Admitting that China joined under terms much tougher than those imposed on any other developing country - a "bitter pill" which turned out to be "an insurance policy against protectionism" - he concluded during an interview with China Daily. "It seems that nobody has been a loser it is win-win."
At a panel discussion with Lamy on the tenth anniversary of China joining the WTO, the country's Minister of Commerce Chen Deming offered a list of figures to support Lamy's conclusion.
Describing the entry as a "courageous and tough" but the "right" choice, Chen said that in the past decade, China's average duty rate has dropped from 15.3 percent to the current level of 9.8 percent.
Meanwhile exports have increased 4.9 times and imports by 4.7, with a two-fold increase in economic output.
Meanwhile, Chinese consumption grew at an average rate of 15 percent between 2001 and 2010 and the nation ended up as the world's second-largest importer in 2010, with a total import value of over $1.4 trillion, accounting for 10 percent of the global total.
Chen pledged that the country will further open its economy, forecasting another decade of prosperity for it and the rest of the world. This will be done by encouraging Chinese companies to invest overseas, increasing foreign purchases and boosting domestic consumption.
The US is still experiencing difficulties with toxic assets, Europe is in a public debt crisis, and the emerging economies are facing inflationary pressures. That being the case, Chen said China will cooperate to help promote global economic recovery, even though the world's second-largest economy also faces severe challenges itself, not least rising inflation.
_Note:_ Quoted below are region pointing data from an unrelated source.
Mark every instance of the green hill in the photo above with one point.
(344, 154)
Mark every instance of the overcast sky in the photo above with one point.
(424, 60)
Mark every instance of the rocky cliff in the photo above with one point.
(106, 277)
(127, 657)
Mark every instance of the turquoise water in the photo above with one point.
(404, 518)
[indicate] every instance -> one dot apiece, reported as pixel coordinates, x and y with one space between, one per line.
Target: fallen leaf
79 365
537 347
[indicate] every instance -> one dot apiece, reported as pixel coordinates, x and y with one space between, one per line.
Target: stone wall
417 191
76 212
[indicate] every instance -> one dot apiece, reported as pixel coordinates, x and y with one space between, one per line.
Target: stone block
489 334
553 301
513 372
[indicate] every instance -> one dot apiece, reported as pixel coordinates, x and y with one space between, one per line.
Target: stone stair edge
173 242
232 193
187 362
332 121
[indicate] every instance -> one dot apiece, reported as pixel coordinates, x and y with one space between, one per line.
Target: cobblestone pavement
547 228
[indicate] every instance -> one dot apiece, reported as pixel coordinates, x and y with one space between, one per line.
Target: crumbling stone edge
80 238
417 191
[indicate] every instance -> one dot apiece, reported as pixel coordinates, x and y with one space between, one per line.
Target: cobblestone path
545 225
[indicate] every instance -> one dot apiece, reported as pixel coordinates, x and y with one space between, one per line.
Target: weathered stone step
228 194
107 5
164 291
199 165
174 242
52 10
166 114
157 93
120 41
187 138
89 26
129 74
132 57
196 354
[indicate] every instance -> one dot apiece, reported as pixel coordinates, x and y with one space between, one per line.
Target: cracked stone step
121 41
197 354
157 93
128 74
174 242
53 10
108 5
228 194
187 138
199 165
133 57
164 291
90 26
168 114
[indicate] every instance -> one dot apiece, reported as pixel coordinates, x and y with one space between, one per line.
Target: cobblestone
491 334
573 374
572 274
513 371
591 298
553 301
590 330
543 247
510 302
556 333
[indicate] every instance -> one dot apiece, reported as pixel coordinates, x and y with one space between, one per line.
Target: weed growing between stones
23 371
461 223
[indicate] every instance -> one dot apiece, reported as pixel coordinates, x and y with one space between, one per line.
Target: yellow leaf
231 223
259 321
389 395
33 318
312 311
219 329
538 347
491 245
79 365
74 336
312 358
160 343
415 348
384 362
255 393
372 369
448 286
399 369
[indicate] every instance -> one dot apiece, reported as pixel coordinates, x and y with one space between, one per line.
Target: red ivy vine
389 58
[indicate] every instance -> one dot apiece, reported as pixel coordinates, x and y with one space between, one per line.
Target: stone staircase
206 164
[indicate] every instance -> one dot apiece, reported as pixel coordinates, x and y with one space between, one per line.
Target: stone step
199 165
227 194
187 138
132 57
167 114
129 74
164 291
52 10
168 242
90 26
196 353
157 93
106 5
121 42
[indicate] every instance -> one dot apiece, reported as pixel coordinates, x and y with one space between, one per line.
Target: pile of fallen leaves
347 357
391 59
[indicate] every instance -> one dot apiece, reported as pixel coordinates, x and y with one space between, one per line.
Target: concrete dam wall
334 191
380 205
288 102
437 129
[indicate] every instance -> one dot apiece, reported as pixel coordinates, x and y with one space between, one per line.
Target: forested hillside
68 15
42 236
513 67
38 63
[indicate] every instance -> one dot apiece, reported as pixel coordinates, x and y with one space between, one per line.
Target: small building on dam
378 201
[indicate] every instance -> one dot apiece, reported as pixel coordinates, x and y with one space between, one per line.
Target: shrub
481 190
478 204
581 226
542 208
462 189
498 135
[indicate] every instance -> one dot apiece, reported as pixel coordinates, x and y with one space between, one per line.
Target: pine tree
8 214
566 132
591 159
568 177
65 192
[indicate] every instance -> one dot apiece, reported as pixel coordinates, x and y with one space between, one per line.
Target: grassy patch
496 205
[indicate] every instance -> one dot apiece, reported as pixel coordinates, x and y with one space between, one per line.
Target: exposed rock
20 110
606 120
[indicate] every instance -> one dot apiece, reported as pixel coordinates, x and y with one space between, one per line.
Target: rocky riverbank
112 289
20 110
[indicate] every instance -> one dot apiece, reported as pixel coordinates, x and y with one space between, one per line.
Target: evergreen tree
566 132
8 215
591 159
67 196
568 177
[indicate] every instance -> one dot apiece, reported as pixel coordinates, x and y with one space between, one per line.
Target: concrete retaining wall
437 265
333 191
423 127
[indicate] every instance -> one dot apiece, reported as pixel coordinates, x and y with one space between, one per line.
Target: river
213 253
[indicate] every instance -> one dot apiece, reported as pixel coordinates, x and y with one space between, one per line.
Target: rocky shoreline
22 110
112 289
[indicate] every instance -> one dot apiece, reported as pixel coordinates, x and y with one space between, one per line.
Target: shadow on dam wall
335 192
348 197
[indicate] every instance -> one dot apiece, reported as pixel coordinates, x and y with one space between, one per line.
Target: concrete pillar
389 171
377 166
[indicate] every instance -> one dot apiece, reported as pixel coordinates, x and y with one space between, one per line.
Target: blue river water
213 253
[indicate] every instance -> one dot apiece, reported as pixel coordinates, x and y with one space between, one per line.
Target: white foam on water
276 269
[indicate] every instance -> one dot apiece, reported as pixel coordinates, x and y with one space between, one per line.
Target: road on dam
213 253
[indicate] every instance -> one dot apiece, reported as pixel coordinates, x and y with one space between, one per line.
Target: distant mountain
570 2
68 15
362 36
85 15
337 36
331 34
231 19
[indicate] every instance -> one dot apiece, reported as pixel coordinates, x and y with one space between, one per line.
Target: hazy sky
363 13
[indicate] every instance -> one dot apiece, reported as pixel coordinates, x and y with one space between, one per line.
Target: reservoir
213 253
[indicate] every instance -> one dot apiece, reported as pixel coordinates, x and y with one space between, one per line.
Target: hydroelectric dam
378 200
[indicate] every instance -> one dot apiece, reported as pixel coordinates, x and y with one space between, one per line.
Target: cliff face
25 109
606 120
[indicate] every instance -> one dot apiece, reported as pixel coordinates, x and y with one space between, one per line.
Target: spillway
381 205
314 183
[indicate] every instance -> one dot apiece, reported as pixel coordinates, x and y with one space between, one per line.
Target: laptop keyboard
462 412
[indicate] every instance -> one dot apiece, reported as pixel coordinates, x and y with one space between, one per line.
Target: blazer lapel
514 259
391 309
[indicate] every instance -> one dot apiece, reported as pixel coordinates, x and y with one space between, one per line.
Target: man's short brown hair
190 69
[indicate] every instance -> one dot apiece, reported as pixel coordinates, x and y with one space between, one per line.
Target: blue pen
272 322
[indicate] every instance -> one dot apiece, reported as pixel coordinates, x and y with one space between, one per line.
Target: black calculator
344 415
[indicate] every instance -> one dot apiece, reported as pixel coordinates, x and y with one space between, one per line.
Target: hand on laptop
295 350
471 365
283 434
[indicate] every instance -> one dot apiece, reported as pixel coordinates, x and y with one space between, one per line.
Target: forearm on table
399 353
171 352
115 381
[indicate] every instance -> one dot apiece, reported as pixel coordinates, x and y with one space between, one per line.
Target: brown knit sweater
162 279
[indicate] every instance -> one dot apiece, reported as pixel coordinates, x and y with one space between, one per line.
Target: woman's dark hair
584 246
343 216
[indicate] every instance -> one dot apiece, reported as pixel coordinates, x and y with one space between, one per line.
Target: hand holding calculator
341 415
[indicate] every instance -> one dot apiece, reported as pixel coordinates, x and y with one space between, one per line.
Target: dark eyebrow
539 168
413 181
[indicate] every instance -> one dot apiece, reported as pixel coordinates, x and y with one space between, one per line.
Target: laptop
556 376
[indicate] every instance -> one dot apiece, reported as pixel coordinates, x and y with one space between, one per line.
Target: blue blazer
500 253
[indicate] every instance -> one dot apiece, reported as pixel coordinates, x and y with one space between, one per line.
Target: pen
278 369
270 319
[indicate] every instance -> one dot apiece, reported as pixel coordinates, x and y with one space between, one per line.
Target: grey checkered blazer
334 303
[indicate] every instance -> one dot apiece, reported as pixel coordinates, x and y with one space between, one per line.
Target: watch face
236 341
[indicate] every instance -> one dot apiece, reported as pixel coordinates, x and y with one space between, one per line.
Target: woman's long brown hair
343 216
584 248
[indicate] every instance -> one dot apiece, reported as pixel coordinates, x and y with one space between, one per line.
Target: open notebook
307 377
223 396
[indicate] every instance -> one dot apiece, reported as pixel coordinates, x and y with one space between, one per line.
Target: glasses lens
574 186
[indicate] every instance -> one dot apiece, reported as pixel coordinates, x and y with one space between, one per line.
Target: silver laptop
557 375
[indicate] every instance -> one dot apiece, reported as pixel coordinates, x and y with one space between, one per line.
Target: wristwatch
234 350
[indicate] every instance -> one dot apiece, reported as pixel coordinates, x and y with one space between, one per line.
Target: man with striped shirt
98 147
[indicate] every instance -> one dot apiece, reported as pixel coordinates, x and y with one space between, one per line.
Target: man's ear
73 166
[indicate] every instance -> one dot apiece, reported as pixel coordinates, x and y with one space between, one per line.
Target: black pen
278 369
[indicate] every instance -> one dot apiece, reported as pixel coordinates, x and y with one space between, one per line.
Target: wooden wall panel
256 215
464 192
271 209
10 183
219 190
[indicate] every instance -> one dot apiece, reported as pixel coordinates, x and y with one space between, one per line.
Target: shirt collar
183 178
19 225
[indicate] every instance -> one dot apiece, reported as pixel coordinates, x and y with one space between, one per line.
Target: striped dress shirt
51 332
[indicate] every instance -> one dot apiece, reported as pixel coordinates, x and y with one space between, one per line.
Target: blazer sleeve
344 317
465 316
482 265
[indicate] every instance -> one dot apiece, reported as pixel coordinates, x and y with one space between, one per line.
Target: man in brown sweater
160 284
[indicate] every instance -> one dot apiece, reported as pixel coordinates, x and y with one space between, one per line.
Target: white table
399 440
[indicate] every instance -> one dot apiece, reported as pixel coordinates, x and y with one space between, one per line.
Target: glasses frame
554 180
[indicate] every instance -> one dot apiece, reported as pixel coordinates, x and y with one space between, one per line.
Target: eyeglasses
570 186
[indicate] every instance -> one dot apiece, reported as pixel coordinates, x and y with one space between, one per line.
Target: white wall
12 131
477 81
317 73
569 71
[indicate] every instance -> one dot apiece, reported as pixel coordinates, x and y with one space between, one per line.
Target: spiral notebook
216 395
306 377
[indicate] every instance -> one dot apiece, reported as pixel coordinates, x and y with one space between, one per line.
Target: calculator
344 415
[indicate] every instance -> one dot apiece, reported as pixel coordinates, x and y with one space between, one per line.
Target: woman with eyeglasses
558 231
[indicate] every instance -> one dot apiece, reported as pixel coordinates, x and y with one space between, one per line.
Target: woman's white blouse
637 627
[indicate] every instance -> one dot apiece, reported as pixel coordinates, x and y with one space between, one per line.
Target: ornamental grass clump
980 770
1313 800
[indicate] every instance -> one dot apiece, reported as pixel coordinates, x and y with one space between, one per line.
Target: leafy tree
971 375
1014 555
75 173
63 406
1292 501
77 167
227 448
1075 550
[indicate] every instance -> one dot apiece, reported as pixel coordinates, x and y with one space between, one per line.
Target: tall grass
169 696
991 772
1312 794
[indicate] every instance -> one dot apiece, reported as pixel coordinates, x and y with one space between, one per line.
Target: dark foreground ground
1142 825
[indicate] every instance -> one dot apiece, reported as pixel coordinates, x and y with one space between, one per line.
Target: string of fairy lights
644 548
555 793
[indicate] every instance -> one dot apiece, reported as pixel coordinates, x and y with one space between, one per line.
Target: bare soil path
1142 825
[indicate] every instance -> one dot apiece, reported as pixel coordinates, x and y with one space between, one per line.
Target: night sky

Chen also said China's imports will double during the coming five years.
"This (the doubling of imports) highlights China's commitment to balancing its foreign trade, and the nation's aim of shifting its economic growth mode to one driven by demand," said Li Yong, assistant to the chairman of the China Association of International Trade.
Chen Deming said the major task facing the commerce ministry in the next five years will be that of balancing trade by stimulating imports and stabilizing exports.
"Such a task (the doubling of imports) is not difficult to implement. A more optimistic estimation is that China's imports will more than double by the end of 2015," said He Weiwen, a standing council member of the China Society for WTO Studies.
According to data from the customs service, China's imports for 2010 surged to $1.4 trillion, a rise of 38.7 percent from a year earlier.
He Weiwen suggested that China reduce her reliance on imports of energy products and spend more on technology-related goods, in the sectors of agriculture, information, energy, infrastructure, aerospace, materials and autos.
During the recent annual Commerce Work Conference, the commerce ministry said it will launch guidelines on promoting imports of mechanical and electrical products this year.
Imports related specifically to new energy, new materials, energy saving, high-end equipment manufacturing, low-carbon technology, aerospace, shipbuilding and rail transportation will also be a focus.
On Thursday, China announced it will cut import tariffs on some electronic goods, including laptops and digital cameras, to 10 percent from 20 percent.
Chen also said he has consulted with his US counterpart to seek a doubling of US exports to China, amounting to $200 billion by 2015.
Chen told China Daily that "we will encourage Chinese companies to invest overseas", without giving a specific investment plan.
China's overseas investment soared to $60 billion in 2010 from around $1 billion 10 years ago.